Pros
• On-site gym is genuinely excellent and a real benefit
• Some individuals across the business are highly capable and great to work with
• Working in motorsport is inherently exciting and meaningful for many people
Cons
• Pay is consistently 20–30% below market rate. Staff are told not to discuss salary, which is not aligned with UK employment law.
• Clear communication around pay benchmarking was promised by HR and then quietly dropped. Pension contributions are minimal and not competitive.
• Entire team were told flat-out that no promotions were possible, only to then watch widespread promotions announced elsewhere in the commercial organisation at company town hall. This has a serious impact on morale and trust.
• The business heavily exploits people’s passion for motorsport, resulting in overqualified staff doing senior work without pay or progression.
• Leadership quality varies significantly. In some teams there is a complete lack of support, accountability, and strategic direction. I spent ~7 months effectively doing two roles with no additional compensation or meaningful support, in a structure that felt set up to fail. HR approach is to put a JD up for a week then take it down - weird methodology resulting is few high quality candidates.

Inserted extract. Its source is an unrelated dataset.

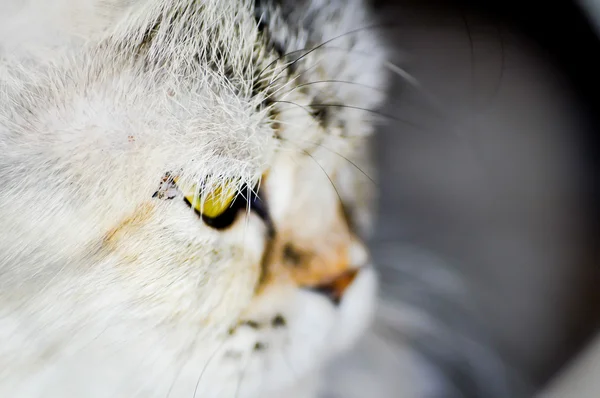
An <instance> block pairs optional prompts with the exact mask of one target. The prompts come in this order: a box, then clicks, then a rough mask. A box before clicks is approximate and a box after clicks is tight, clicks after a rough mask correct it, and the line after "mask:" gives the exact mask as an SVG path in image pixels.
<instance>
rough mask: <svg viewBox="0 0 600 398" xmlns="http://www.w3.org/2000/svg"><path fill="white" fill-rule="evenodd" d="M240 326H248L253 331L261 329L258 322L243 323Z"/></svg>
mask: <svg viewBox="0 0 600 398" xmlns="http://www.w3.org/2000/svg"><path fill="white" fill-rule="evenodd" d="M240 325H244V326H248V327H249V328H252V329H260V324H259V323H258V322H256V321H242V322H240Z"/></svg>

• Despite strong internal messaging around mental health, there is little follow-through in practice. accountability is lacking.
• Shockingly outdated ways of working for a modern global brand including no proper project management tools because senior leadership cannot agree on which to adopt.
• Digital is not well understood or valued at senior levels. Comments like “it’s just a video” reflect a fundamental lack of understanding of modern content, platforms and audience impact. Team budget reflects this. High turnover in digital team.
• Budgets are stuck in the past, making it difficult to attract or retain top-tier talent.
• A small number of power-driven, controlling personalities create unnecessary friction, micromanagement (down to controlling meeting attendance), and very high turnover.
• Some very old-school attitudes persist, including resistance to staff taking annual leave because it is seen as “taking time out of the business”.
- Some managers appear to have progressed into roles through timing rather than demonstrated expertise, which is reflected in gaps in knowledge, inconsistent decision-making, and overall performance that falls short of what you would expect in a top-tier organisation.
• There is a recurring pattern of reactive hiring, with roles filled in a rush and candidates selected who are not well suited to the scope or seniority required, creating downstream issues for teams and delivery.